Zum Hauptinhalt springen

Laut- und Gebärdensprache

Die tatsächlichen Unterschiede zwischen unseren Zufallssinnen machen es verständlich, dass die Menschen überall zu ihrer Verständigung den Schall der menschlichen Stimme wählten. Es war nicht nur die außerordentliche Leichtigkeit (vielleicht wurde die differenzierte Schallerregung dem Menschen einst schwerer als heute), was die Lautsprache bequemer machte als z. B. irgendeine Gebärdensprache; in dieser hätten sich doch nicht nur Begriffe, sondern auch grammatische Formen ebensogut ausdrücken lassen. Es handelt sich dabei natürlich um die Entscheidung zwischen sichtbaren und hörbaren Zeichen. Anton Marty hat (Über den Ursprung der Sprache S. 130) am besten auf die Vorzüge der Lautsprache hingewiesen.

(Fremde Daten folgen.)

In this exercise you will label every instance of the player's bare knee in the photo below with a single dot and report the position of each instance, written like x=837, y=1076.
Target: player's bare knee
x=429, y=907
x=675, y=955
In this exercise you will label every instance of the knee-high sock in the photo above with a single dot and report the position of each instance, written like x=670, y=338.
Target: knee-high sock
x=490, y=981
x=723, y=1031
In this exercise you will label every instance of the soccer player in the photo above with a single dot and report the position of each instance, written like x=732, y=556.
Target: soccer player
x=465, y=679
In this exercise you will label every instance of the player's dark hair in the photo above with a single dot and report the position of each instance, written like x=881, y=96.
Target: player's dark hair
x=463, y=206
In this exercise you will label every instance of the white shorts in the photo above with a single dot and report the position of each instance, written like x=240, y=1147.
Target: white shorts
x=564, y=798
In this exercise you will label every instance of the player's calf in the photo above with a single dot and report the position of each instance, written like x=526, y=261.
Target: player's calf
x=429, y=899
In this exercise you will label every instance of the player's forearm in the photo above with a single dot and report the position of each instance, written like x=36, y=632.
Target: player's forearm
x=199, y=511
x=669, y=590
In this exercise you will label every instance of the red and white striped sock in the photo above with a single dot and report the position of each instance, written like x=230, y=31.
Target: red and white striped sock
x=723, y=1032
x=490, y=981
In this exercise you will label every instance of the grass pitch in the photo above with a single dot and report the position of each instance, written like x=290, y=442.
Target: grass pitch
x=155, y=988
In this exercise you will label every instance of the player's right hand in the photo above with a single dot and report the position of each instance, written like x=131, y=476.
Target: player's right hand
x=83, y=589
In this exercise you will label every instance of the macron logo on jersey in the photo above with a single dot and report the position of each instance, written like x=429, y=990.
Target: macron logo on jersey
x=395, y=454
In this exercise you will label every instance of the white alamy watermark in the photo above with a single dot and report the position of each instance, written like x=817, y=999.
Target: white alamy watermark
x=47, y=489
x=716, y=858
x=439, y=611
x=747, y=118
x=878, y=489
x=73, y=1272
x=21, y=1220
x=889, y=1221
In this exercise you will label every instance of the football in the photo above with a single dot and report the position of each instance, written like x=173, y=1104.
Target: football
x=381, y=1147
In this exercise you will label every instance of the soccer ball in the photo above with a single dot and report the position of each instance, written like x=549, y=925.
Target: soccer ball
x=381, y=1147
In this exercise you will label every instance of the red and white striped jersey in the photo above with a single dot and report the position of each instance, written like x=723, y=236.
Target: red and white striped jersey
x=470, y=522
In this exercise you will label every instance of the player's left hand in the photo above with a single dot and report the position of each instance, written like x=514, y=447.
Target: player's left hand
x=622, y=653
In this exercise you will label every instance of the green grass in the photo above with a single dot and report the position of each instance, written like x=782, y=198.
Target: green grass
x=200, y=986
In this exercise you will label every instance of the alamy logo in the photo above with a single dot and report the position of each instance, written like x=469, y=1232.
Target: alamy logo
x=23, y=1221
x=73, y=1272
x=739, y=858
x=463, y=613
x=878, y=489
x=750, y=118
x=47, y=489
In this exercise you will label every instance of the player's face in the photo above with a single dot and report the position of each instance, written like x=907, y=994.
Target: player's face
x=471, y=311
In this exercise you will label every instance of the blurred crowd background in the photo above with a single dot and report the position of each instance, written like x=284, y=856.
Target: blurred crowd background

Hätten die Menschen sich für die Gebärdensprache entschieden, so wäre die Hand das aktive, das Auge das passive Sprachwerkzeug geworden. Sie hätte zu der äußersten Unbequemlichkeit geführt, weil wir unaufhörlich gerade das Auge zur Orientierung in der Welt, die Hand zum Kampfe gegen die Welt nötig haben. So wie wir leben, können wir nicht ohne unaufhörliche Hilfe des Auges und der Hand leben. Marty hat diese Sachlage erkannt. Die Unmöglichkeit einer Gebärdensprache hat er nicht scharf genug ausgesprochen. Und doch war sicherlich zu Anfang der Sprachtätigkeit unser jetziges müßiges Geschwätz noch nicht bekannt. Sprache war sicherlich früher mehr Arbeitsunterstützung als jetzt. Nun denke man sich zwei Männer, die gemeinsam einen Baum fällen wollen. Beider Augen und Hände sind dabei unausgesetzt in Tätigkeit. Es könnte also keiner von ihnen die Hand zum Zeichengeben, das Auge zum Wahrnehmen benutzen. Die Stimme und das Ohr waren unbeschäftigt.

Sodann wäre die Gebärdensprache im Finstern ganz wertlos, in weiterer Entfernung immer wertloser gewesen. Aber auch, wenn die beiden sich Unterhaltenden nur in mäßiger Entfernung voneinander standen, hätten sie sich bei einer Gebärdensprache ununterbrochen ansehen müssen, um den Beginn des Gespräches nicht zu versäumen. Unser flüsterndes Telephon muß den Angerufenen durch ein schrilles Glockenzeichen zur Aufmerksamkeit wecken. Bei einer Gebärdensprache hätte jedes Gespräch mit einem solchen stimmlichen Anruf beginnen müssen. Die Lautsprache vollzog den Anruf von selbst.